I am trying to solve the following problem from an introductory book on mathematical logic: Let $N\subseteq M$ be a substructure. Show that for every quantifier-free $L$-formula $\varphi$ with free variables $x_1,\ldots,x_n$ and for every $n$-tuple $m_1,\ldots,m_n$ of elements of $N$, we have
$$N\models\varphi(m_1,\ldots,m_n)\iff M\models\varphi(m_1,\ldots,m_n).$$
My solution goes as follows: Let $\psi$ be the $L_N$-sentence $\varphi(m_1,\ldots,m_n)$ for some fixed $n$-tuple $m_1,\ldots,m_n$ of elements of $N$. We show by induction on the height of $\psi$ that $N\models\psi$ if and only if $M\models\psi$ where $N$ and $M$ are interpreted as $L_N$-structures in the natural way (this is the same as the equivalence given in the problem). First, assume that $\psi$ is of the form $R(t_1,\ldots,t_k)$ for some $k$-place relation symbol $R$ and some closed $L_N$-terms $t_1,\ldots,t_k$. By the definition of a substructure, we see that $t_i^N\in N$ for all $i$ and then, again by the definition of a substructure, it must hold that $N\models R(t_1,\ldots,t_k)$ if and only if $M\models R(t_1,\ldots,t_k)$. We can do the same thing if $\psi$ is of the form $t_1=t_2$ for some closed $L_N$-terms $t_1,t_2$, so this deals with the case when $\psi$ is atomic. Next, suppose that $\psi$ is of the form $\alpha\land\beta$ for some $L_N$-formulas $\alpha,\beta$ such that the given equivalence holds. Then, $N\models\psi$ iff $N\models\alpha$ and $N\models\beta$ iff $M\models\alpha$ and $M\models\beta$ iff $M\models\psi$. If $\psi$ is of the form $\alpha\lor\beta$, $\neg\alpha$ or $\alpha\rightarrow\beta$, we proceed in a similar way. Since we were only interested in quantifier-free formulas, this finishes the induction.

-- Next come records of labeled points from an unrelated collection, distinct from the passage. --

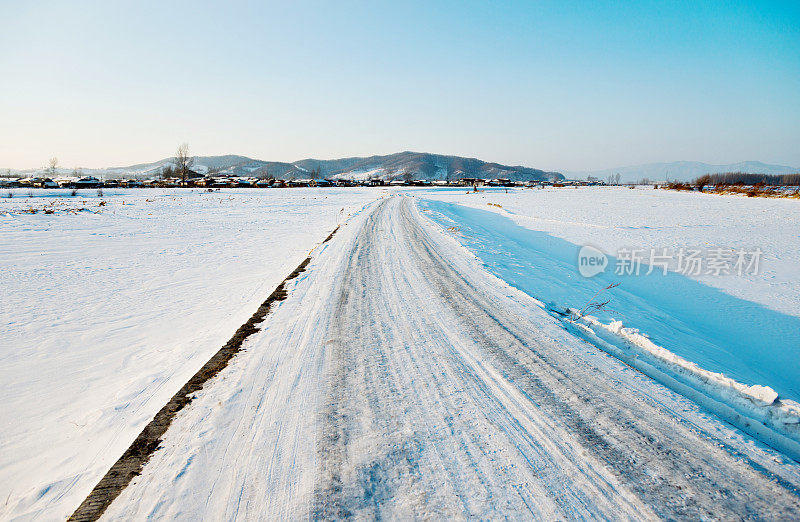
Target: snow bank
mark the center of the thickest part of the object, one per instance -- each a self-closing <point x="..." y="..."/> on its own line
<point x="740" y="404"/>
<point x="107" y="312"/>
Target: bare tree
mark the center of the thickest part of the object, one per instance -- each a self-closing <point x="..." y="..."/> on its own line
<point x="183" y="162"/>
<point x="52" y="165"/>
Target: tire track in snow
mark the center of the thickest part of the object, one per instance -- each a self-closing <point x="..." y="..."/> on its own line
<point x="492" y="384"/>
<point x="401" y="380"/>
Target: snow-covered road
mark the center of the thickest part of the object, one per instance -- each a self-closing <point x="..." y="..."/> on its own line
<point x="402" y="379"/>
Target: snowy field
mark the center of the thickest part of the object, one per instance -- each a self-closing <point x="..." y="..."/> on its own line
<point x="401" y="380"/>
<point x="355" y="397"/>
<point x="107" y="310"/>
<point x="612" y="218"/>
<point x="729" y="341"/>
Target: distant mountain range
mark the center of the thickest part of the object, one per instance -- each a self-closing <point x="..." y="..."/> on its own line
<point x="416" y="165"/>
<point x="682" y="170"/>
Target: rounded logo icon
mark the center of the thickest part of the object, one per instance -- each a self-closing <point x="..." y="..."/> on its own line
<point x="591" y="261"/>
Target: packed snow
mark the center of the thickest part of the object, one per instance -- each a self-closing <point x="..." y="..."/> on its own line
<point x="402" y="380"/>
<point x="110" y="304"/>
<point x="436" y="357"/>
<point x="725" y="352"/>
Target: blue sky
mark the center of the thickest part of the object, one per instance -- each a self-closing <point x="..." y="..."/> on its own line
<point x="556" y="85"/>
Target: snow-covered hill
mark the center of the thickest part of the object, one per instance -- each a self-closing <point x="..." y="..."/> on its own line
<point x="416" y="165"/>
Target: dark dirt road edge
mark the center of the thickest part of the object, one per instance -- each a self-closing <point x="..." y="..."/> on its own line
<point x="131" y="462"/>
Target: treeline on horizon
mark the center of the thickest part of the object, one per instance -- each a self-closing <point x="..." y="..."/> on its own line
<point x="743" y="178"/>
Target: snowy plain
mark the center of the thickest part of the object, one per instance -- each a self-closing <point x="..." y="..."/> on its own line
<point x="710" y="337"/>
<point x="108" y="309"/>
<point x="612" y="218"/>
<point x="402" y="380"/>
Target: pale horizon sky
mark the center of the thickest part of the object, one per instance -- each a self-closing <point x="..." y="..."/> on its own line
<point x="556" y="85"/>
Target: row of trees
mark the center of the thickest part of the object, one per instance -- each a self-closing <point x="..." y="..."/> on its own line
<point x="742" y="178"/>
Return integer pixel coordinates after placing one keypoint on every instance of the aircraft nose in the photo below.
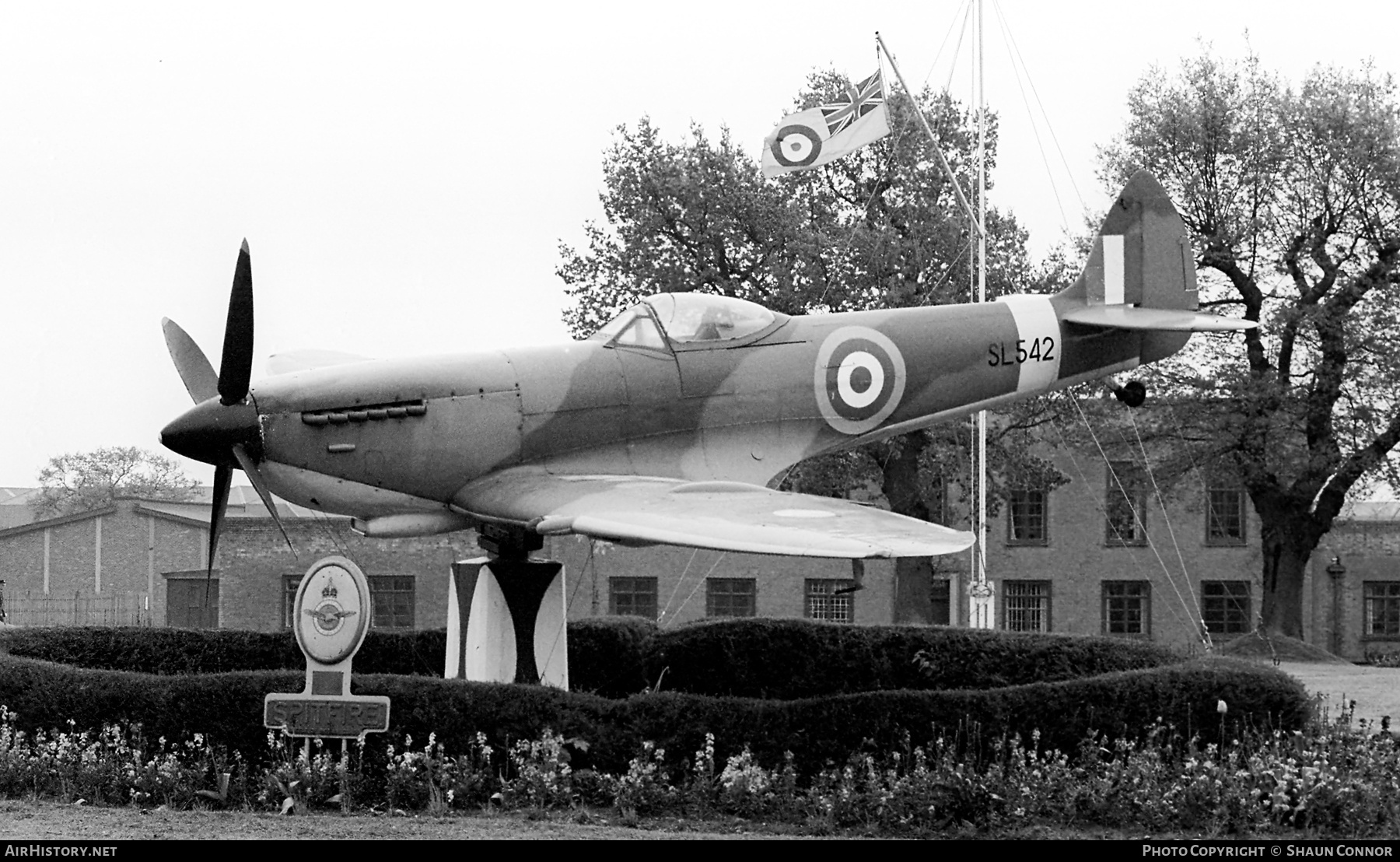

Is this solution correct? Are there other solutions, that don't use induction on the height of $\varphi$, to this problem?
The solution is correct, but a bit incomplete.
As you say, it follows from the definition of a substructure (namely, the property that it is a structure) that $t_i^N\in N$, but this is not enough. You need to show that $t_i^N(m_1,\ldots,m_n)=t_i^M(m_1,\ldots,m_n)$ (which is a similar inductive argument).
I doubt the inductive arguments can be avoided, although I think there are some ways to at least partly sweep them under the rug (but that only serves to make the argument less transparent and actually more complicated, as far as I can tell).